Lessons From the Resuscitation Sessions at AHA

Lance B. Becker, MD; Graham Nichol, MD, MPH


January 23, 2014

In This Article

Cooling to 33°C vs 36°C

Dr. Becker: Let's talk about that one for a moment. There was the TTM study that came out of Europe that compared the use of 2 different temperature management systems.[4]

What they did is they took patients after cardiac arrest and after they had arrived at the hospital, and they cooled them to 2 different temperatures: One was 33°C, which is what most hospitals do, and another group was 36°C. They maintained that cooling for approximately 24 hours and slowly rewarmed those patients, and they came to a surprising conclusion: There appeared to be no difference between those 2 therapies for the inpatients that they studied in this cohort, and it was a decent sample size.

Dr. Nichol: Were you surprised by the result?

Dr. Becker: I was a little surprised by the result, and I'm at the point where I really am reconsidering some of my own practices and trying to understand what it might mean. I'm curious about whether you have thoughts, because I have a lot of thoughts on what it may mean for us.

Dr. Nichol: I have a lot of questions; I don't necessarily have answers. There were 2 other studies published more than 10 years ago that showed that compared with no cooling, cooling was beneficial when applied in hospital to patients who'd been resuscitated.[5,6] I think some were surprised by the results of the Swedish study, but neither group in this recent study went without cooling.
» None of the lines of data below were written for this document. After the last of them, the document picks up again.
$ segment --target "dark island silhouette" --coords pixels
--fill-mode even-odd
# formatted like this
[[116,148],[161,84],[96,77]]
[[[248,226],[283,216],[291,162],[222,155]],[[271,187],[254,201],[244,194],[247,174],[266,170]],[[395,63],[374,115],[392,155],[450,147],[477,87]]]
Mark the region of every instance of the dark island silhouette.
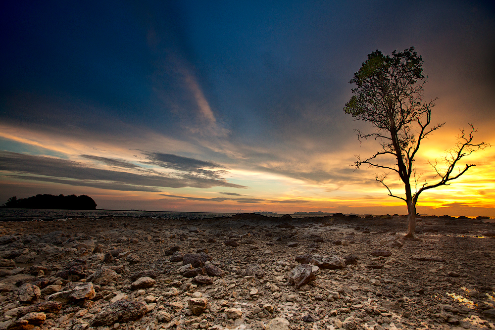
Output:
[[18,199],[11,197],[4,207],[28,209],[50,209],[56,210],[96,210],[96,203],[89,196],[68,195],[58,196],[39,194],[27,198]]

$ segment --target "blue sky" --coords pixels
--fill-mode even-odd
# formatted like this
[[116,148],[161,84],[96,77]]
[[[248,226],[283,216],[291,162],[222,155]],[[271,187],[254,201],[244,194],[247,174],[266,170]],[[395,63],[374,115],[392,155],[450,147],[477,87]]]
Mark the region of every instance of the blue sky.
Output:
[[[103,208],[405,213],[373,170],[349,166],[376,147],[342,109],[376,49],[414,46],[425,95],[439,97],[433,119],[447,122],[421,168],[468,123],[494,143],[490,1],[2,5],[0,202],[85,193]],[[473,157],[471,176],[425,194],[420,211],[493,213],[494,151]]]

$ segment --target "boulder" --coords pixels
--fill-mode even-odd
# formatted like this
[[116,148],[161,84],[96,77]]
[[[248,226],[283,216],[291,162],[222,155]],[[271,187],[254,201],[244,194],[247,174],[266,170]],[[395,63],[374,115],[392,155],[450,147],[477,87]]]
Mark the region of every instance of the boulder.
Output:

Dr. Becker: Yes, that's an important point to note -- that both groups were cooled. It was simply a difference of degree. To maintain a patient's temperature at 36°C turns out to be a lot of energetic work -- meaning that when you look at just the physical number of calories that you need to extract out of a person to keep their temperature at 36°C, which we think of as (relatively) normal, it turns out that energetically, it's a lot of work to do that. It's not a case of just doing nothing to the patient and considering them to be normal, and I think that that's a big difference between not doing anything.

Dr. Nichol: I agree, and I think we should not stop caring for these patients. We should continue to care for them. We may need to individualize the dose of hypothermia, because it may be that patients who have had a longer downtime need more hypothermia.

Dr. Becker: I think one of the things that would explain these findings is if it turns out (as I somewhat believe) that there are different levels of injury. There are probably some patients who do well with 36°C and some who will do well with 33°C, and if you do a randomized study where you mix all those patients up and you don't have a way to sort that out in terms of which therapy the patient actually needs, you come out with a negative study almost every time. It seems to me that it's very likely that this is now going to push us to do some more research to do more studies and perhaps to identify which patients require which form of therapy.

Dr. Graham: Sure, and as we care for our patients on a day-by-day basis, we need to assure the quality of the care that we provide and make sure that we're not allowing patients to develop a fever, because I think all of these studies would suggest that fever or no cooling is harmful.

I think there may also be questions about whether earlier initiation of cooling in hospital is beneficial, and whether more rapid cooling may be beneficial. It appeared to me that in the study that was presented yesterday, they didn't achieve a target temperature for 8 hours, which is a relatively long time in this population.

Dr. Becker: And you would think in general, it would be easier to cool someone to 36°C, which most of us consider a normal temperature. The fact that it took 8 hours to achieve that demonstrates to me the energy that it took. If we could look at however they cooled those patients down (with a device or saline or whatever), they were doing a lot to that patient to achieve that 36°C.